Secretária de Turismo de Paracuru denuncia perseguição e ataques misóginos de opositor político

Publicada em • Zeudir Queiroz
Foto: Reprodução

A secretária de Turismo de Paracuru, Yasmin Freire, afirma estar sofrendo ataques misóginos, intimidações e perseguições atribuídas a um opositor político do município. Segundo ela, os episódios tiveram início após assumir o cargo público, há pouco mais de um ano, e teriam sido praticados por um agente da Polícia Rodoviária Federal (PRF) que também atua na política local.

Diante das situações, a gestora registrou um boletim de ocorrência. Vídeos que circulam nas redes sociais mostram o agente em eventos na cidade e também na sede da Secretaria de Turismo e Meio Ambiente, em contextos classificados como intimidatórios.

Gestão e resultados apesar das críticas

Ao comentar o início da gestão, Yasmin destacou que as críticas não impediram o trabalho desenvolvido. “No primeiro ano de gestão, em pouquíssimo tempo depois de assumir, nós conseguimos realizar um dos maiores carnavais do Ceará, onde aquecemos toda a economia local: a rede hoteleira, os restaurantes, o comércio e as barracas. As críticas nunca atrapalharam diretamente o nosso trabalho, porque houve muita força de vontade e determinação em fazer acontecer”, afirmou.

Ela explica que a situação se agravou quando os ataques deixaram o ambiente virtual. “Ficou realmente muito preocupante quando as críticas, antes feitas em grupos de WhatsApp ou publicações de Instagram, muitas vezes anônimas e hoje já reveladas, foram para a rua. Isso passou a preocupar a mim e à minha família.”

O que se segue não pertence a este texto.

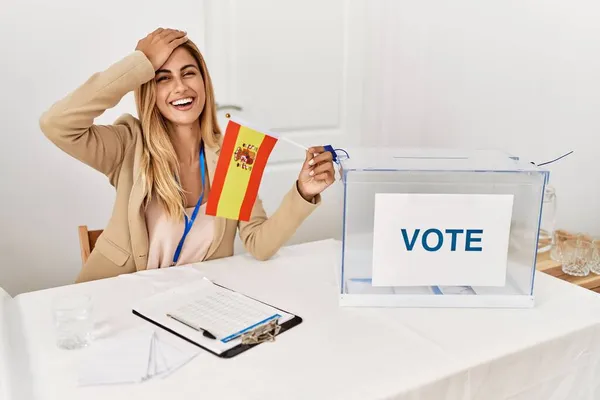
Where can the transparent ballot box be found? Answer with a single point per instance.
(439, 228)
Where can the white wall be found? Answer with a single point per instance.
(520, 75)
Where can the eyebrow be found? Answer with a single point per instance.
(166, 71)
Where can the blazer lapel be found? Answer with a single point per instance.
(137, 221)
(212, 157)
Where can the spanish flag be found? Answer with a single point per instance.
(242, 160)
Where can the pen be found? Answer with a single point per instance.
(205, 333)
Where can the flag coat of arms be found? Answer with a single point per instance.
(244, 155)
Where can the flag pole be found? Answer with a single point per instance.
(290, 141)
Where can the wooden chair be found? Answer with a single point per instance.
(87, 241)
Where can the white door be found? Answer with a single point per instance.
(295, 68)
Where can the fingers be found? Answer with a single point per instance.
(307, 164)
(174, 35)
(321, 158)
(322, 168)
(177, 42)
(316, 150)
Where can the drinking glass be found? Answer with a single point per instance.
(595, 261)
(558, 244)
(73, 321)
(576, 257)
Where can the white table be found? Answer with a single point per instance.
(549, 352)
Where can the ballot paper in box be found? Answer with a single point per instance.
(439, 228)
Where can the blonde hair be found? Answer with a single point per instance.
(159, 164)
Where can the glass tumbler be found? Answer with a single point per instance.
(558, 244)
(577, 257)
(73, 321)
(595, 261)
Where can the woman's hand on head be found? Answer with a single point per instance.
(317, 173)
(159, 45)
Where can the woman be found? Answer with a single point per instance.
(156, 163)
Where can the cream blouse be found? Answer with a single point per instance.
(164, 235)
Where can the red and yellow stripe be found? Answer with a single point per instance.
(234, 189)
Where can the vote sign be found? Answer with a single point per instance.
(441, 239)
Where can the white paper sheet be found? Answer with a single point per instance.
(203, 304)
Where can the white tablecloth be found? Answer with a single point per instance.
(549, 352)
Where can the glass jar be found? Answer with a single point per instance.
(547, 221)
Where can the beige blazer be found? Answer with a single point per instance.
(115, 150)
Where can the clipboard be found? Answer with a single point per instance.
(266, 332)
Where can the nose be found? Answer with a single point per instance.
(179, 86)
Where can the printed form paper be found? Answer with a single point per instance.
(206, 306)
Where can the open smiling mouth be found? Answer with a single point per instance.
(183, 104)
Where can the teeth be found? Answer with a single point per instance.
(182, 101)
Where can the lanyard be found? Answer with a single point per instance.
(190, 222)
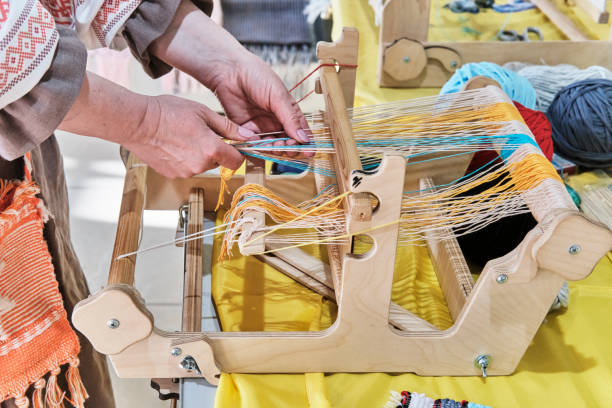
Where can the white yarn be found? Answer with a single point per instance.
(548, 80)
(562, 299)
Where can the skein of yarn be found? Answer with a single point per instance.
(548, 80)
(518, 88)
(581, 119)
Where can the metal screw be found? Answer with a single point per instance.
(189, 364)
(482, 361)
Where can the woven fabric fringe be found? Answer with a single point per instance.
(36, 338)
(407, 399)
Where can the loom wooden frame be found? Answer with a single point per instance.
(406, 59)
(495, 319)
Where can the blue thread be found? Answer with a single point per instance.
(518, 88)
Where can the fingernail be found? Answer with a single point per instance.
(246, 133)
(303, 136)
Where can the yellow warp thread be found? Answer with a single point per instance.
(445, 207)
(226, 174)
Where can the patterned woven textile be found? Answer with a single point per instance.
(28, 37)
(36, 338)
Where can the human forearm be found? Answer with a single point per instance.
(107, 111)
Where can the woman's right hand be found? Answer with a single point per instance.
(180, 138)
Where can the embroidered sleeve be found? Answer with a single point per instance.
(97, 22)
(150, 20)
(28, 121)
(28, 39)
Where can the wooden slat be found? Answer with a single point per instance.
(194, 250)
(451, 269)
(297, 275)
(130, 221)
(305, 268)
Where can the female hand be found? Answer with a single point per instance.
(250, 92)
(180, 138)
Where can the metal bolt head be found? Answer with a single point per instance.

Episódios presenciais e sensação de ameaça

A secretária relatou dois episódios presenciais que classificou como graves. “Tivemos dois episódios muito sérios de perseguição por um policial rodoviário federal, o senhor Márcio Batista. Assim que ele viu a nossa mesa, começou a me encarar diretamente”, contou.

Segundo Yasmin, o comportamento gerou medo. “Eu me senti completamente coagida e ameaçada, principalmente por ele estar armado o tempo todo e não esconder isso, chegando a pegar na arma. Foi um episódio muito forte de intimidação e precisou da intervenção de outras pessoas que estavam no local.” Para ela, não há outra explicação: “Só perseguição, porque não tem outro motivo.”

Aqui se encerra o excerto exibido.